# A Shop Built For The Cold



## Vol (Jul 5, 2009)

Minnesota...

Regards, Mike

http://www.dtnprogressivefarmer.com/dtnag/common/link.do?symbolicName=/free/equipment/news/template1&product=/ag/news/equipment&vendorReference=0702DDD2&paneContentId=71707&paneParentId=70073&pagination_num=1


----------



## stack em up (Mar 7, 2013)

That's pretty neat. I'd be interested in the cost per square foot versus a pole building.


----------



## PaMike (Dec 7, 2013)

Yeah, cost was the first thing that came to my mind.....


----------



## swmnhay (Jun 13, 2008)

The SIP buildings seem to be getting more popular here.I've been watching the progress on my friends building going up.The part I like is that there is no wood in the ground,the walls are on top of the cement footings or walls so not in the ground to rot.


----------



## Vol (Jul 5, 2009)

Yes, you are seeing SIP buildings here in the South to keep out heat....Oak Ridge National Laboratories where some testing was conducted is about 40 miles from my place. Once the foundation is in place the building goes up very quickly.
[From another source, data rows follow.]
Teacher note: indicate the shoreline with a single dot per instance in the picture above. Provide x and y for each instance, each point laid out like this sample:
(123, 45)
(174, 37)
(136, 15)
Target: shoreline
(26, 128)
It will cost about 15-20% more for this type of construction.....here.

Regards, Mike


----------



## stack em up (Mar 7, 2013)

Vol said:


> Yes, you are seeing SIP buildings here in the South to keep out heat....Oak Ridge National Laboratories where some testing was conducted is about 40 miles from my place. Once the foundation is in place the building goes up very quickly. It will cost about 15-20% more for this type of construction.....here.
> 
> Regards, Mike


That's what I was wondering about Mike. We still haven't started building our new shop, and this would be intriguing. But since I'm poor, guess I'll have to use dead trees instead. Cost is definitely the defining factor me.


----------



## PaCustomBaler (Nov 29, 2010)

Dang, very impressive building. We built a new shop last year but haven't been able to insulate it yet. I don't think you ever get done working on a shop building. I swear sometimes it's colder in the shop than it is outside! Looking back, we wish we would've ran the piping for radiant floors.





  








New barn




__
PaCustomBaler


__
Dec 16, 2014


----------



## IHCman (Aug 27, 2011)

I do like the idea of sip panels but I'd also have to price out a pole building with floor heat and then spray foamed insulation. That spray foam stuff sure seals up any cracks and makes for an airtight building.


----------



## deadmoose (Oct 30, 2011)

It sure is pricey though. I would be curious to see true energy savings. My brother spent close to 4k more for spray foam than fiberglass. Maybe 1060 sq ft house?


----------



## Vol (Jul 5, 2009)

You are going to be approaching the SIP building range with spray-on....

Regards, Mike


----------



## IHCman (Aug 27, 2011)

I knew the spray foam was expensive but didn't realize it would get close to the cost of a sip building in cost difference. I guess I figured there would be a little less concrete used in a pole building vs a sip building with footings.


----------



## Farmineer95 (Aug 11, 2014)

Yea, about that spray foam. I like what it does and seals everything up, but it sure wrinkles the steel. my remodeled barn into shop wrinkled and a guy down the road did it to his building, same thing. Is there something we didn't do right? Foam is sprayed on the steel. Thinking it might be better to sheet the wall first??


----------